The House That Promised more

Sometimes the greatest threat to a new beginning is the love that refuses to die

by Jordan Richards Richards

50 chaptersen-US

Lily and Daniel Harper had the perfect life planned. One year of marriage, a quiet country home, and a future full of promise. But in one shattered moment on a rain-slicked road, Daniel is gone. Left alone in their massive, echoing house, Lily is drowning in a silence that feels far too heavy. Then, after a devastating fall, she wakes to the impossible: Daniel is standing over her. He is whole. He is unharmed. He is home. At first, Lily fears her grief has finally broken her mind. But Daniel’s presence is more than a memory. He is moving things, watching her, and lingering in the shadows. Just as she begins to accept this supernatural second chance, Ethan enters her life—warm, grounded, and very much alive. As Lily’s heart pulls her between the man she lost and the man who offers a future, the house itself begins to shift. Cold spots turn into freezing grips, and a dark, ancient hunger awakens within the walls. Daniel isn't the only soul trapped here, and the entity that built this house has no intention of letting either of them go. In this haunting tale of love and obsession, Lily must decide if she belongs to the living or the dead before the house claims her forever.

  • Romance
  • Thriller
  • Paranormal
  • Paranormal Romance
  • Dark Romance
  • Love Triangle

The Weight of Silence

Callie Vance pulled her old sedan up the gravel drive, the tires crunching like brittle bones under the weight of three months' absence. The Vance Estate loomed ahead, its Victorian spires cutting jagged lines against the overcast sky. She hadn't been back since the funeral. Marcus had handled the paperwork, the cleaning crew, the endless calls from lawyers. But today, she came home. Or what was left of it.

She killed the engine and sat there, hands gripping the wheel until her knuckles ached. The house stared back, windows dark and empty, like eyes that had forgotten how to blink. A chill seeped through the car door before she even opened it.
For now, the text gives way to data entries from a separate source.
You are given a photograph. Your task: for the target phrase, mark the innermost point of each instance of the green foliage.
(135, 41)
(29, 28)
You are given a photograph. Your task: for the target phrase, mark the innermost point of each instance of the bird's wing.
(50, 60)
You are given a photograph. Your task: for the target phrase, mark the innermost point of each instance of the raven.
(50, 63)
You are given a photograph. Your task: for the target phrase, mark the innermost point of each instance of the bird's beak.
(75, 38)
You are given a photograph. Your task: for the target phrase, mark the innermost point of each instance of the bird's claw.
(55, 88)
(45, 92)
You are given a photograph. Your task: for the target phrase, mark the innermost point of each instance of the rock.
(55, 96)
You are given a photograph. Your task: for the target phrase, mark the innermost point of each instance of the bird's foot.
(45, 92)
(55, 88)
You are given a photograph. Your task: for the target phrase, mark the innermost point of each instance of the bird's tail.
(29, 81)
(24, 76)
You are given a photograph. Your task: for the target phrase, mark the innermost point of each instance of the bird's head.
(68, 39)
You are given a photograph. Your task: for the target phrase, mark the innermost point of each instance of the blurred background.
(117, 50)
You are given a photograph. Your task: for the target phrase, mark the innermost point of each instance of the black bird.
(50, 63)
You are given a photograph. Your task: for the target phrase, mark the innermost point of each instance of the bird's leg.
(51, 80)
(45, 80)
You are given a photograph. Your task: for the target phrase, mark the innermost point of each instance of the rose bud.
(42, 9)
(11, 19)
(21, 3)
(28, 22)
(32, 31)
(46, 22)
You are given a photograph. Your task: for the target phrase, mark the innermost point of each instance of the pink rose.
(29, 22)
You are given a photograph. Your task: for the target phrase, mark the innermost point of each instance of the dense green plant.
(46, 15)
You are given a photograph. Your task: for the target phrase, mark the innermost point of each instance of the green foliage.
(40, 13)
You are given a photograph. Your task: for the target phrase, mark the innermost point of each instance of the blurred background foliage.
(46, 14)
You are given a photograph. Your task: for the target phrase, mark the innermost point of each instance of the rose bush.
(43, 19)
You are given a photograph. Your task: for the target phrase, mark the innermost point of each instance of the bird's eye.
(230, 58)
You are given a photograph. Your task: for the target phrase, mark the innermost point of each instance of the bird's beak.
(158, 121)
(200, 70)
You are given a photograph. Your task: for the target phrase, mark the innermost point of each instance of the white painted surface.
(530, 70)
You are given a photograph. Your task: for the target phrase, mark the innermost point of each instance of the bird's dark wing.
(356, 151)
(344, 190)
She grabbed her duffel from the passenger seat and stepped out. The air smelled of damp earth and pine, but sharper somehow. Wrong.

The front door stuck when she pushed it. She leaned her shoulder into the wood, and it gave with a groan that echoed down the hall. Inside, the foyer was a tomb. Dust motes danced in the weak light filtering through the curtains. Boxes sat half-packed in corners, labels scrawled in Gabe's neat handwriting: Kitchen gadgets - future chef dreams. She swallowed hard. Her throat burned.

"I'm back," she whispered to the silence. No answer. Just the house settling, or so she told herself.

Upstairs in their bedroom, she dropped her bag and peeled off her coat. The room smelled like him still, faint cedar from his cologne clinging to the air. She pulled open his closet and buried her face in a flannel shirt, soft and worn. It swallowed her when she slipped it on over her sweater. Too big. She was too small now, grief having carved hollows where curves used to be.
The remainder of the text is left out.